埋もれた巨匠を発掘!③:アドルフ・モンティセリ

皆さま、こんにちは。
本ブログでは、「フィリップス・コレクション展」に関連した、「埋もれた巨匠を発掘!」シリーズをお届けします。
ロジェ・ド・ラ・フレネ、ハインリヒ・カンペンドンクに続いて、今回の画家は、アドルフ・モンティセリ(1824-1886)。


――安井学芸員に伺います。本展の出品作品についての資料を見たところ、この花瓶のお花が気になりました。
粗い筆致と絵の具の力強さが、存在を主張していて。「アドルフ・モンティセリ」とはどんな画家だったのでしょうか?

アドルフ・モンティセリ 《花束》 1875年頃 油彩/板 Acquired 1961 フィリップス・コレクション蔵

なかなか渋いところをついてきますね(笑)。
モンティセリについては、画家としてももちろん、フィリップス・コレクションのラインナップに加わった経緯も興味深いのですよ。

彼が生きたのは、19世紀まっただなかのフランス。先にご紹介した、フレネやカンペンドンクよりも前の、ロマン派の後半、自然主義や写実主義の時代です。むしろモンティセリは先の二人の説明として出てきた「野獣派(フォービズム)」と言った人たちの先駆けであったといえるでしょうか。

ここで問題です。
先ほど指摘されていた、「絵の具の力強さ」「粗い筆遣い」に、「単色を重ねていく」という特徴も付け加えて、「巨匠」感のある画家、誰か思い浮かびませんか?
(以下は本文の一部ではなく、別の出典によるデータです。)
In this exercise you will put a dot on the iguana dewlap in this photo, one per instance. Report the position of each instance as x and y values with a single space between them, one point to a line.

――凡庸な答えで恐縮ですが、そう言われて頭に浮かんでくるのは、まさに巨匠感あふれるゴッホくらいしか……。

大正解!(笑)。
実は、モンティセリが注目されるきっかけを作ったのは、フィンセント・ファン・ゴッホなんです。ゴッホが、彼の弟でありよき理解者でもあった、テオに宛てた手紙の中で、モンティセリを評価している記述があります。

その事実からゴッホに影響を与えた画家として、逆に注目されるという。そんな面白い現象が起こったのです。
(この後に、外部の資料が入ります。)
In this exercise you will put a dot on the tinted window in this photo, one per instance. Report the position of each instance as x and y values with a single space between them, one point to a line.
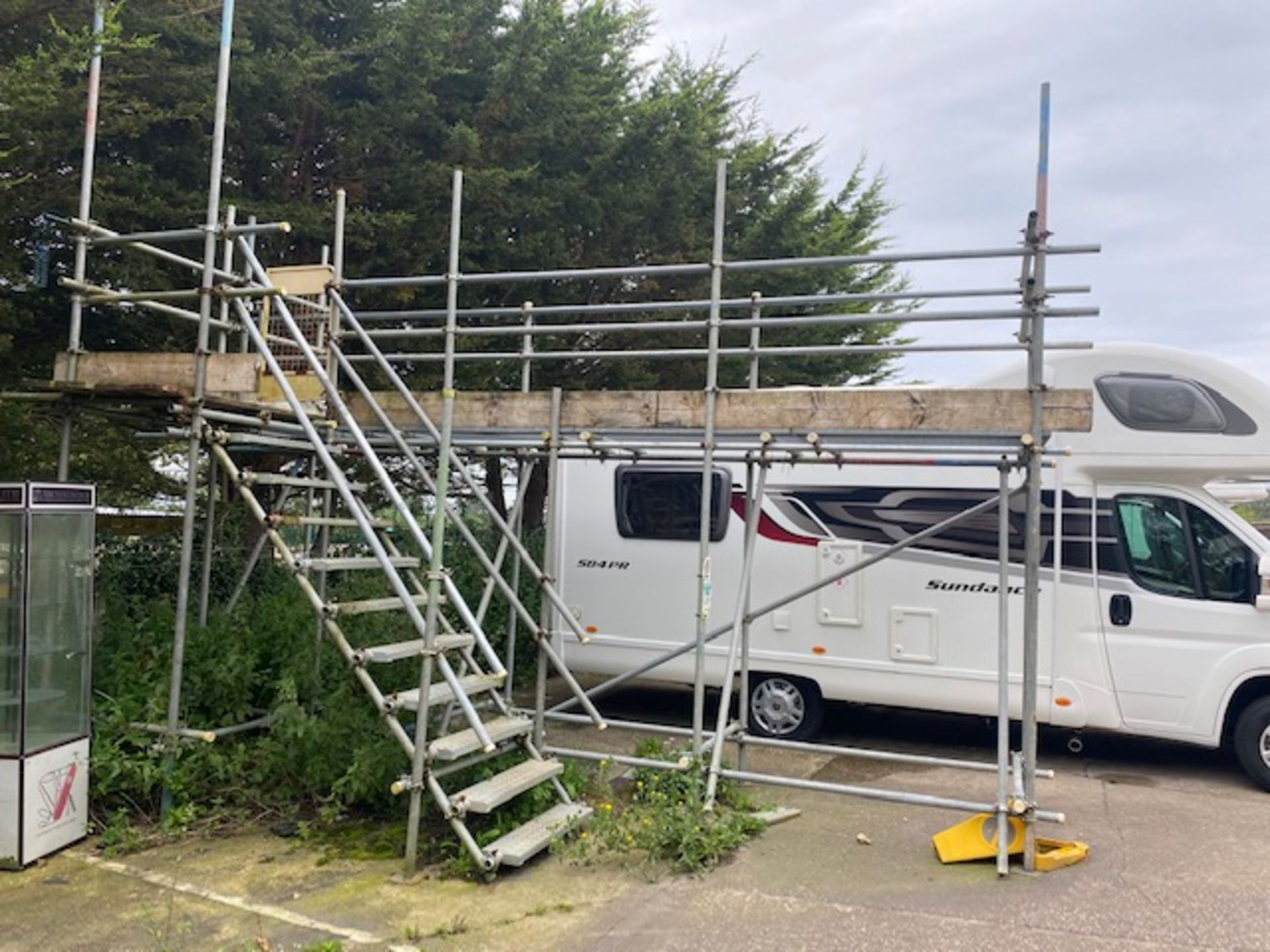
1176 549
1158 403
1224 563
656 502
1155 541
ゴッホというと、「生きている間には絵が売れなかった」「耳を切り落とした人」など、そのドラマティックなエピソードや、皆さんの頭の中に思い浮かぶゴッホの印象から受ける「ゴッホらしさ」とでも言ったらいいのでしょうか。

その印象から、「感性の人」、「感情のままに絵をかく人」というイメージが強いかもしれませんが、とても勉強熱心で、絵画の歴史や画家についてよく学んでいました。ある意味頭でっかちな部分もあった画家でなのです。

――もしかして、フィリップスさんは、ゴッホの記述からモンティセリに興味を持ったのですか?

おお!鋭いですね。おそらくそうではないかと。
印象主義から現代までの(当時の意味で)モダニズムの流れを結びつける画家として、フィリップスは、モンティセリのことをコレクションになくてはならない画家、という風に考えたのではないかと思います。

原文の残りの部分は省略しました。